Bush is probably referring to "birth tourism"
The clarification might sound totally nonsensical: "Oh, I meant to offend these people!" But the term "anchor baby" itself aside, there is an actual policy reality here.
There are pregnant women who come to the US for the purpose of giving birth to their children on US soil. It's called "birth tourism." And it's most popular, as far as we can tell, among parents-to-be from China.
Birth tourism isn't new, but it appears to be growing. According to one industry estimate, in 2014, 60,000 children were born in the US to Chinese "birth tourist" parents.
It isn't illegal to give birth on a tourist visa, but it's illegal to lie to an official about why you want the visa — and the US is now questioning at least some Chinese women who might be pregnant at embassies and at customs, in an attempt to either suss out the truth or force them to lie. The government is also cracking down stateside on "maternity hotels."
But "birth tourism" is a totally different problem from unauthorized immigration
From a policy perspective, what Bush appears to be referring to when he talks about "anchor babies" is totally different from what Donald Trump or another immigration-hawk candidate might say. The problem with birth tourism is abuse of legal visas, not people without legal status.

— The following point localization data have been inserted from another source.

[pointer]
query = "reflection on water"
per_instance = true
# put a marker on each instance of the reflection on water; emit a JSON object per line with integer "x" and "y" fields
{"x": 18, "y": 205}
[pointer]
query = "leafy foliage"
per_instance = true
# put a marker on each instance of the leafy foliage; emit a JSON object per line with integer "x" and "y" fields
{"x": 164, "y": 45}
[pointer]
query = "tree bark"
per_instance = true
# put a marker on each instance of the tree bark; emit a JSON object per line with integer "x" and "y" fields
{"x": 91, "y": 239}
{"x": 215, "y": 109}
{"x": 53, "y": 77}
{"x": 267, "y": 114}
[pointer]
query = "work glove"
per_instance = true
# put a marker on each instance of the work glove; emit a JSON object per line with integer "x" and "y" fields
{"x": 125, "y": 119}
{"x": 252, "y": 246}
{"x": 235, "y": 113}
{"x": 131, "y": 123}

And the birth tourists themselves don't intend to stay in the US after their children are born — they just want their US-born, China-raised children to have the option of going to college in the United States without needing to get a student visa, or of moving to the States if that becomes more appealing than staying in China.
When most people talk about the problems with "anchor babies," on the other hand, they're talking about unauthorized immigrant parents using their children as "anchors" to stay in the US, because the children will be eligible for (some) welfare benefits and can eventually (after they turn 21, and if their parents can get some bans waived) sponsor their parents for green cards. It's not at all clear how much having a US-born child induces an unauthorized immigrant to stay in the US — most unauthorized immigrants are pretty settled at that point, after all — though it definitely makes it a little harder to get deported (especially under the Obama administration). But there is no evidence that unauthorized immigrants come to the US with the goal of bearing a US-citizen child, let alone that pregnant immigrants are crossing the border illegally in order to give birth.
So Bush is trying to have it both ways here. He's trying to use the phrase "anchor babies" to reassure the base that Donald Trump isn't the only one who knows the downsides of birthright citizenship. But he's trying to tie it to a policy issue that actually does exist, rather than one that (to all appearances) does not.